WIELU UCZNIÓW CHODZI NA KOREPETYCJE, ALE NIE TYLKO Z TEGO POWODU, ŻE NIE UMIEJĄ! CHCĄ PRACOWAĆ WIĘCEJ I WIEDZIEĆ WIĘCEJ! TAK PRZECIEŻ TEŻ MOŻNA! JA SAM W TYM ROKU MAM ZAMIAR CHODZIĆ NA KOREPETYCJE Z ANGIELSKIEGO,A NIE MAM Z NIM WIĘKSZYCH PROBLEMÓW,CHCĘ UMIEĆ WIĘCEJ I DOBRZE PRZYGOTOWAĆ SIĘ DO MATURY. NIC W TYM ZŁEGO. LUDZIE WYLUZUJCIE. 1 LO TO I LO, ROZUMIEM,ŻE 2 MA SWOICH FANÓW I OBROŃCÓW,ALE BEZ PRZESADY. TAM TEZ NA PEWNO NIE JEST SUPER FAJNIE I KOLOROWO. JA NA 1 LO NIE NARZEKAM, JESTEM ZADOWOLONY Z WYBORU.
Dostałem się na pol-hist.
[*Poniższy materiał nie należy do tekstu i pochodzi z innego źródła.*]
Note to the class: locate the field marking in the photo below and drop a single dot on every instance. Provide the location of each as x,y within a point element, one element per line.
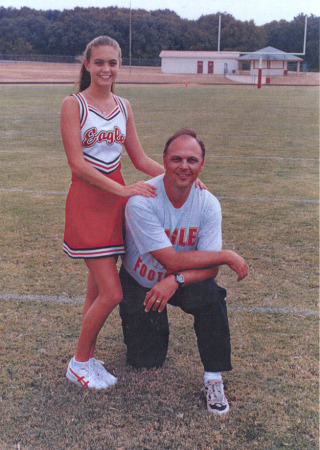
<point>79,300</point>
<point>257,199</point>
<point>271,158</point>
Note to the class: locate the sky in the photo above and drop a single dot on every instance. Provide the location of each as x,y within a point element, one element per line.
<point>260,11</point>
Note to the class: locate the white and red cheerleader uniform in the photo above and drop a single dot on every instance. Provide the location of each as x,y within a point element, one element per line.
<point>93,218</point>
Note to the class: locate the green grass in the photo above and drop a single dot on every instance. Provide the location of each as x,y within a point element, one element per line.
<point>262,162</point>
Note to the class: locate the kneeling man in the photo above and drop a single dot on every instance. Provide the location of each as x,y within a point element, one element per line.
<point>173,251</point>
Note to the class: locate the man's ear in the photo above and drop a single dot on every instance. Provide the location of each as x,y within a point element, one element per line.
<point>164,162</point>
<point>86,65</point>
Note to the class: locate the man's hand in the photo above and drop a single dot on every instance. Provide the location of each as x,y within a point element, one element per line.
<point>237,263</point>
<point>160,294</point>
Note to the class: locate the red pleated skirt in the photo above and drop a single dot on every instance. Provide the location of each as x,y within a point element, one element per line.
<point>94,220</point>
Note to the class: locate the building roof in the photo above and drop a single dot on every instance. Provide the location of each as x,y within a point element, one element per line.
<point>270,53</point>
<point>198,54</point>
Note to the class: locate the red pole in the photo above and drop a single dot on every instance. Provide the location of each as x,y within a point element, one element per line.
<point>260,73</point>
<point>259,78</point>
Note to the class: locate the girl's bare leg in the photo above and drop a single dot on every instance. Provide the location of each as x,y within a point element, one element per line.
<point>104,274</point>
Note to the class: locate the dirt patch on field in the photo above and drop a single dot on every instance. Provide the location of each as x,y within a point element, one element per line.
<point>31,72</point>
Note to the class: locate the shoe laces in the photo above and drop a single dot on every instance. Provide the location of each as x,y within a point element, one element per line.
<point>215,392</point>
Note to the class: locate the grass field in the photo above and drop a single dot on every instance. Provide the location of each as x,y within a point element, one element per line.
<point>262,163</point>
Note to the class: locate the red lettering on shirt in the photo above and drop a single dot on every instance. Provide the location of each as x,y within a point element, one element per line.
<point>92,136</point>
<point>182,237</point>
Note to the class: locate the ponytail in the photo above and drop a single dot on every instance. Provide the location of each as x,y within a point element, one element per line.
<point>85,78</point>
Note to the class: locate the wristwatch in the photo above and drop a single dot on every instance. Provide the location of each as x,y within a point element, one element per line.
<point>179,279</point>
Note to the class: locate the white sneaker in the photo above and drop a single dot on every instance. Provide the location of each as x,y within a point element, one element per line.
<point>216,400</point>
<point>101,372</point>
<point>84,376</point>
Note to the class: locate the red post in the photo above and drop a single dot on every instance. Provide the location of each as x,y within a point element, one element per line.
<point>259,78</point>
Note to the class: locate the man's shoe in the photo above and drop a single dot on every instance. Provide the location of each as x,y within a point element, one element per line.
<point>84,376</point>
<point>216,400</point>
<point>101,372</point>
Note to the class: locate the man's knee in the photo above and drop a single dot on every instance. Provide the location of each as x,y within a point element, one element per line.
<point>146,336</point>
<point>203,295</point>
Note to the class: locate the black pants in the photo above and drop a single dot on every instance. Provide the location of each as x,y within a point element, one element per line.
<point>146,335</point>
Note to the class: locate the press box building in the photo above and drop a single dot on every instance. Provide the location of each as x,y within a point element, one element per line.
<point>218,63</point>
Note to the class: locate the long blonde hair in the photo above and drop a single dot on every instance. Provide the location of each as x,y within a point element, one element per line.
<point>85,78</point>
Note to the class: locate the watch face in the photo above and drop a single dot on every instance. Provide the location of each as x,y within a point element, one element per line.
<point>180,278</point>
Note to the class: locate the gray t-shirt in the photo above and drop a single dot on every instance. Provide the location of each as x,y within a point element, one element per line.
<point>153,224</point>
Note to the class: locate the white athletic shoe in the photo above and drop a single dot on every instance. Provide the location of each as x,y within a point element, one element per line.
<point>216,400</point>
<point>85,376</point>
<point>101,372</point>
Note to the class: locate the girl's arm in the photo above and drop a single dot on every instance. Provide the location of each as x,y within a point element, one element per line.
<point>134,149</point>
<point>71,138</point>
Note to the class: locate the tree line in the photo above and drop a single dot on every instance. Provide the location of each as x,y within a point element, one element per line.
<point>53,32</point>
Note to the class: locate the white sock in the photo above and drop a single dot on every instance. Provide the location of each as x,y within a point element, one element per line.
<point>78,364</point>
<point>212,376</point>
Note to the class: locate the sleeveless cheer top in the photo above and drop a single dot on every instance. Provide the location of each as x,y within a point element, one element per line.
<point>102,136</point>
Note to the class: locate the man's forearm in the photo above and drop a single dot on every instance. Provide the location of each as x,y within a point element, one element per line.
<point>197,259</point>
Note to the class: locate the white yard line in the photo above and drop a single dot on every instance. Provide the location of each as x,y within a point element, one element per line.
<point>79,300</point>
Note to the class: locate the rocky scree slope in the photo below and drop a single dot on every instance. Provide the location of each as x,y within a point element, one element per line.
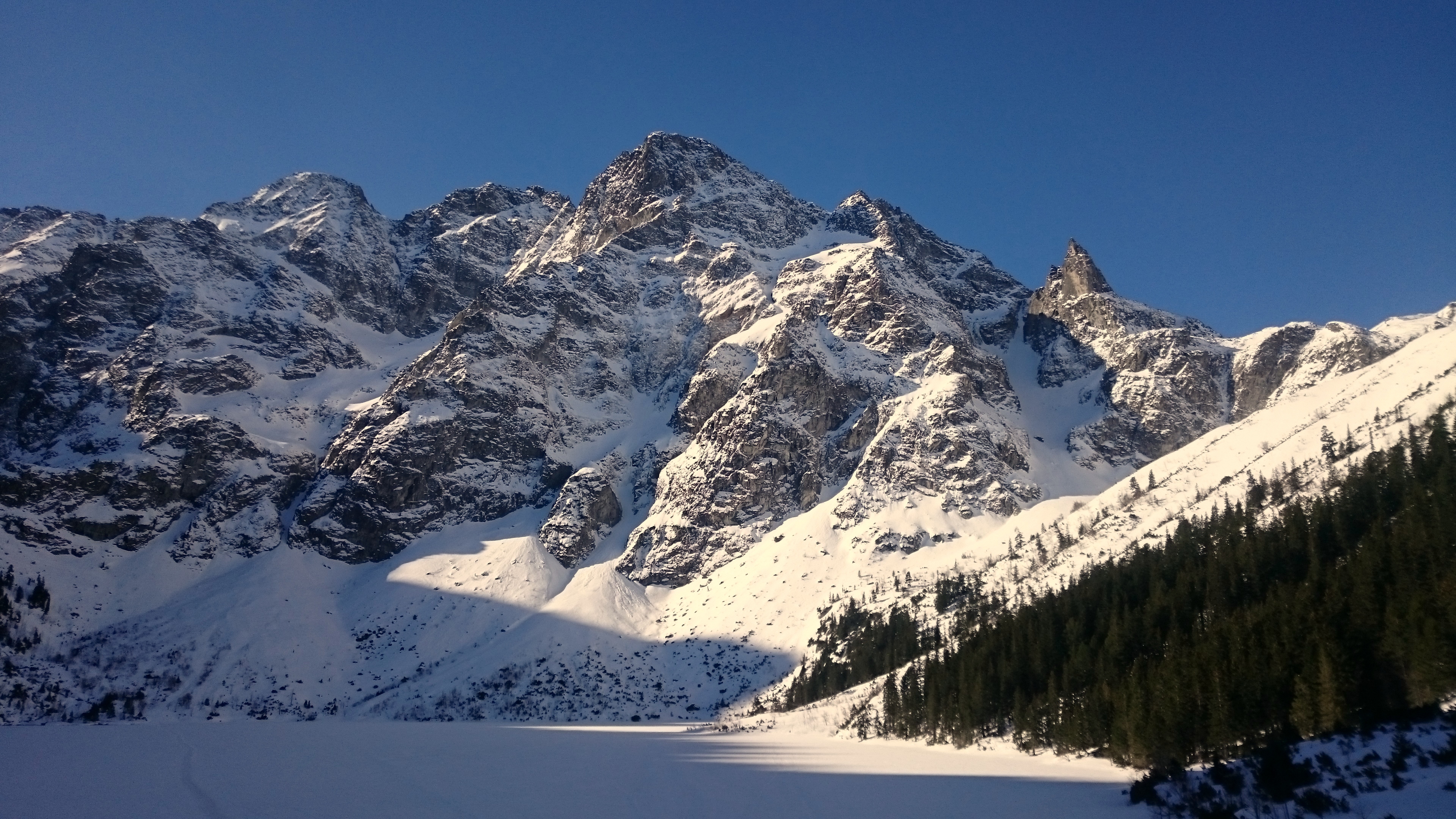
<point>659,384</point>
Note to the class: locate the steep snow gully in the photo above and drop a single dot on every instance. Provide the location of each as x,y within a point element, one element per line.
<point>520,458</point>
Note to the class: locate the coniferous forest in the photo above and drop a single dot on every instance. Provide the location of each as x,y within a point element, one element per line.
<point>1272,618</point>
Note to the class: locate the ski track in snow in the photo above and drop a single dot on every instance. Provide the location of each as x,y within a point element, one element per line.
<point>356,770</point>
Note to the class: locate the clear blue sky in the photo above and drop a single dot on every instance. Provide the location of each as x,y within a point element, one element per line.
<point>1248,164</point>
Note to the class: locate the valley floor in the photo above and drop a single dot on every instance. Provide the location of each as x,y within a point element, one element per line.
<point>453,770</point>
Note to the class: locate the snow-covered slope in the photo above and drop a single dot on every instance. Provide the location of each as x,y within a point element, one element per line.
<point>518,458</point>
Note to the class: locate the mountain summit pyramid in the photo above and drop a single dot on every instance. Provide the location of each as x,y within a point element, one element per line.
<point>685,378</point>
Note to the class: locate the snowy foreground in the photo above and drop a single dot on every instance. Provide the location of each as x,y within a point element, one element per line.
<point>426,770</point>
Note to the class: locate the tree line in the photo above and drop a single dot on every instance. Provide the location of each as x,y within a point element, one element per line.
<point>1266,621</point>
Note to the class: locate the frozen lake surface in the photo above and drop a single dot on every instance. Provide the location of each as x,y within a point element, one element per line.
<point>456,770</point>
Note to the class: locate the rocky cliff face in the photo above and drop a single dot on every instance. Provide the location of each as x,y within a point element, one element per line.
<point>541,460</point>
<point>691,350</point>
<point>178,381</point>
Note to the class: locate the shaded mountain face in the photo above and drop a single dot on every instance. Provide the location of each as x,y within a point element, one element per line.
<point>670,368</point>
<point>177,381</point>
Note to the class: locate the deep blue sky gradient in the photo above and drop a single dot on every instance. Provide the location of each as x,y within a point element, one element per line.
<point>1248,164</point>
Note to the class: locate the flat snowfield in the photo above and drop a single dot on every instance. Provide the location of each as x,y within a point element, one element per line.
<point>427,770</point>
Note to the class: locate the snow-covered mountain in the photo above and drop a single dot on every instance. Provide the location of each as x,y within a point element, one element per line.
<point>515,457</point>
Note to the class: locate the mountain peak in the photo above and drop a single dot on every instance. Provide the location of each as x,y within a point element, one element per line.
<point>1079,275</point>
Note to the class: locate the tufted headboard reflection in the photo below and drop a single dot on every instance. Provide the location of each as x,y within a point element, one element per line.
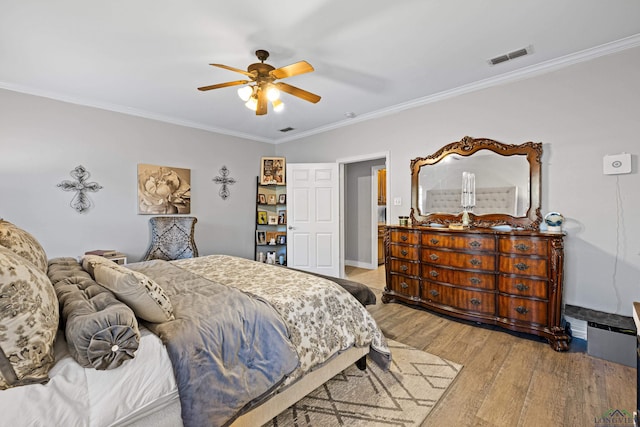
<point>488,200</point>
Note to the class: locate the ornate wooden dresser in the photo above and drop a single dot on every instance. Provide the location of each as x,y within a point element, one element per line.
<point>511,279</point>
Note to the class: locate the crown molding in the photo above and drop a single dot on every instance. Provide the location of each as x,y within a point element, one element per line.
<point>527,72</point>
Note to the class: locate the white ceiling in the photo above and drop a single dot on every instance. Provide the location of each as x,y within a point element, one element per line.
<point>371,57</point>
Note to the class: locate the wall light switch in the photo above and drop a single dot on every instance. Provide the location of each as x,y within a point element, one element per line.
<point>616,164</point>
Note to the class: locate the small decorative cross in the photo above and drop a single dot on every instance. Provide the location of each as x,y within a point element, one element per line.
<point>80,201</point>
<point>224,180</point>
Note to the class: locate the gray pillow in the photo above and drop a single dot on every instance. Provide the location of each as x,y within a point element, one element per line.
<point>28,321</point>
<point>145,297</point>
<point>23,244</point>
<point>101,332</point>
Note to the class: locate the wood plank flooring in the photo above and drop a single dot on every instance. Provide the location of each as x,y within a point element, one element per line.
<point>507,380</point>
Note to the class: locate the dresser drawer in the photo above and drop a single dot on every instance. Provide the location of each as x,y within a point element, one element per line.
<point>459,278</point>
<point>523,287</point>
<point>404,267</point>
<point>404,236</point>
<point>476,301</point>
<point>464,241</point>
<point>404,252</point>
<point>523,246</point>
<point>458,259</point>
<point>405,286</point>
<point>522,309</point>
<point>523,265</point>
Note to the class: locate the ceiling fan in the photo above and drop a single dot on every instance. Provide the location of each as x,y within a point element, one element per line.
<point>262,86</point>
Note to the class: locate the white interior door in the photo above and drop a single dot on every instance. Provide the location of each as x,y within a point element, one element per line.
<point>313,219</point>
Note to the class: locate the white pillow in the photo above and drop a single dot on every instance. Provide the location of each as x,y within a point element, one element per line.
<point>145,297</point>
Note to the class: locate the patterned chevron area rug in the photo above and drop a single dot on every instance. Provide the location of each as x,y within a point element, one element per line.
<point>403,396</point>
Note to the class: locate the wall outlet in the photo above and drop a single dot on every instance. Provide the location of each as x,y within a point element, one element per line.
<point>616,164</point>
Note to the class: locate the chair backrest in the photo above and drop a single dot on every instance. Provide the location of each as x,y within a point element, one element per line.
<point>172,237</point>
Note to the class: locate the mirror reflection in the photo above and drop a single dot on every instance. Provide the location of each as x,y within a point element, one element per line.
<point>478,183</point>
<point>501,184</point>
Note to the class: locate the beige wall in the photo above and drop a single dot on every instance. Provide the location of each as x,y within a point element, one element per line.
<point>42,140</point>
<point>580,113</point>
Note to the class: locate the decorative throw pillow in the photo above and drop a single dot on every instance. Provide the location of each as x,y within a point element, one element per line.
<point>28,322</point>
<point>22,243</point>
<point>101,331</point>
<point>145,297</point>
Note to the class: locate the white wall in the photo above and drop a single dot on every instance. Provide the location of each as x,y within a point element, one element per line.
<point>580,113</point>
<point>42,140</point>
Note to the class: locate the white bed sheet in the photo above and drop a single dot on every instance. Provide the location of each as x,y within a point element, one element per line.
<point>76,396</point>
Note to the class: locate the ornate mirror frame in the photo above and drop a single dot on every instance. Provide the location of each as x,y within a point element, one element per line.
<point>467,147</point>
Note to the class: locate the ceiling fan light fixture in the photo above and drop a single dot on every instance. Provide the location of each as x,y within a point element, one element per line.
<point>252,103</point>
<point>277,105</point>
<point>273,93</point>
<point>245,93</point>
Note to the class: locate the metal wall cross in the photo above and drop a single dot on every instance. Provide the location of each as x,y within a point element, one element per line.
<point>225,180</point>
<point>80,201</point>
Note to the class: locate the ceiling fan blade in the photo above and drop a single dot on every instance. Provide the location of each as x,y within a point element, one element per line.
<point>237,70</point>
<point>219,85</point>
<point>262,103</point>
<point>292,70</point>
<point>292,90</point>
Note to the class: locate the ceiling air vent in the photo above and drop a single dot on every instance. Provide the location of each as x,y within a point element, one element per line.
<point>511,55</point>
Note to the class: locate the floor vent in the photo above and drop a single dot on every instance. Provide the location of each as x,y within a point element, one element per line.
<point>511,55</point>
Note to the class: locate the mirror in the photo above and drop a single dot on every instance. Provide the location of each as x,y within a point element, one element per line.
<point>502,184</point>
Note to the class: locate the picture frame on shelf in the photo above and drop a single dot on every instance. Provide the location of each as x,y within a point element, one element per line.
<point>272,171</point>
<point>271,237</point>
<point>262,218</point>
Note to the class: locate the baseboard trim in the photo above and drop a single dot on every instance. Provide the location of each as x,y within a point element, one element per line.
<point>360,264</point>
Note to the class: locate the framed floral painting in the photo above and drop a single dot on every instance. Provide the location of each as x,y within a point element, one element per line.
<point>163,190</point>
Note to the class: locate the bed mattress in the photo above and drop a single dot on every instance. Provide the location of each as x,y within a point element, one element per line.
<point>93,398</point>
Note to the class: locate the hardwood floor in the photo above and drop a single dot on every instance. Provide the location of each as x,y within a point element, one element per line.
<point>507,380</point>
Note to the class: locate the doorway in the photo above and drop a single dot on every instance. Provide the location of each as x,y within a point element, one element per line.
<point>361,213</point>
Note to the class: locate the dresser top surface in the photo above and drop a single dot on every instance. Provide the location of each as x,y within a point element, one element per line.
<point>474,230</point>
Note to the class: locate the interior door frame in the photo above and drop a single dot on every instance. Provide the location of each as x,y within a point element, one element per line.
<point>341,164</point>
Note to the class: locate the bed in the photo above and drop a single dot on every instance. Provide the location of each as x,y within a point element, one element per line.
<point>213,340</point>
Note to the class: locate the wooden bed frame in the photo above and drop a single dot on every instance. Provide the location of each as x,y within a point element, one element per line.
<point>169,416</point>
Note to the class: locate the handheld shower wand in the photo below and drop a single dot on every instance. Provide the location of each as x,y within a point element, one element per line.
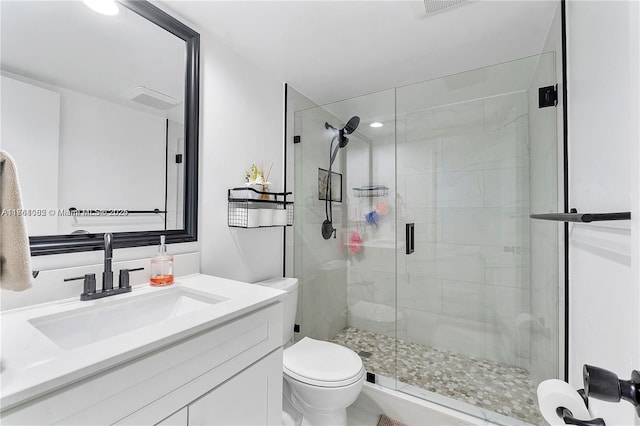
<point>340,136</point>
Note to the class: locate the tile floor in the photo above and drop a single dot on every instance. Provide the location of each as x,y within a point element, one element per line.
<point>483,383</point>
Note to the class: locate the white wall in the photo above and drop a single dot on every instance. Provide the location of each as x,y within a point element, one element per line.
<point>604,329</point>
<point>241,122</point>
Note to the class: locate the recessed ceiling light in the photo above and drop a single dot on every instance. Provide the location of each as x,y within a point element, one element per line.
<point>106,7</point>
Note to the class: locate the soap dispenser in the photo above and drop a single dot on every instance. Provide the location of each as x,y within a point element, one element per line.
<point>162,266</point>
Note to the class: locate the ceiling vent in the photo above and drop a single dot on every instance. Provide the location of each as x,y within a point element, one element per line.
<point>148,97</point>
<point>435,6</point>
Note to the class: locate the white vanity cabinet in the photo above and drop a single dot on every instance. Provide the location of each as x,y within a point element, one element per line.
<point>228,374</point>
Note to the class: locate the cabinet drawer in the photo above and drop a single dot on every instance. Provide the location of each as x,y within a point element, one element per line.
<point>115,394</point>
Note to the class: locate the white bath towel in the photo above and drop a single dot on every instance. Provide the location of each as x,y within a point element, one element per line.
<point>15,256</point>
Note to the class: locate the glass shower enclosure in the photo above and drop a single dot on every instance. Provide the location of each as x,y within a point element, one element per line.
<point>435,275</point>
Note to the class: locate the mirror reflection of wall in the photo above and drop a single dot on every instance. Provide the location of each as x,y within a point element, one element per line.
<point>93,113</point>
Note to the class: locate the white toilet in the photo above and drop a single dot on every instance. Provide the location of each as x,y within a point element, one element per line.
<point>324,378</point>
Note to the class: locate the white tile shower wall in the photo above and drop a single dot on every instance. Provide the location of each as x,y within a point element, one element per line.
<point>320,264</point>
<point>463,180</point>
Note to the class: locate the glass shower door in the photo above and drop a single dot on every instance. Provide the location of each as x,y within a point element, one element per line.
<point>476,291</point>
Polskiego uczy mnie r.k. a historii j.k.Co możecie o nich powiedzieć?
R.K robi robote, a J.K umarł brat 10 kwietnia....
R.K PODOBNO ROBI ROBOTĘ I JEST SPOKO.
J.K - TEŻ JEST SPOKO,JAKO WYCHOWAWCZYNI PODOBNO JAK NAJBARDZIEJ,ALE JEŻELI CHODZI O NAUCZANIE TO JEST NUDNO!NIE CIEKAWIE.ALE JAKO OSOBA - OK.
ja tam lubie rozpoczęcia roku szkolnego fajne mini noszą laseczki
"Psy szczekają, karawana idzie dalej"
Więc niech sobie szczekają zawistne pieski których boli że nie mogli się uczyć w I LO. Kościuszkowska "karawana" idzie dalej, i bez nich sobie świetnie radzi.
Mam tylko jedno pytanie, dlaczego do nauczycieli mówicie pan i pani profesor jak nikt tam takiego tytułu nie ma i miał nie będzie ? Moim zdaniem to jest śmieszne, każą nazywać się kimś kim nie są i tyle na ten temat. ;)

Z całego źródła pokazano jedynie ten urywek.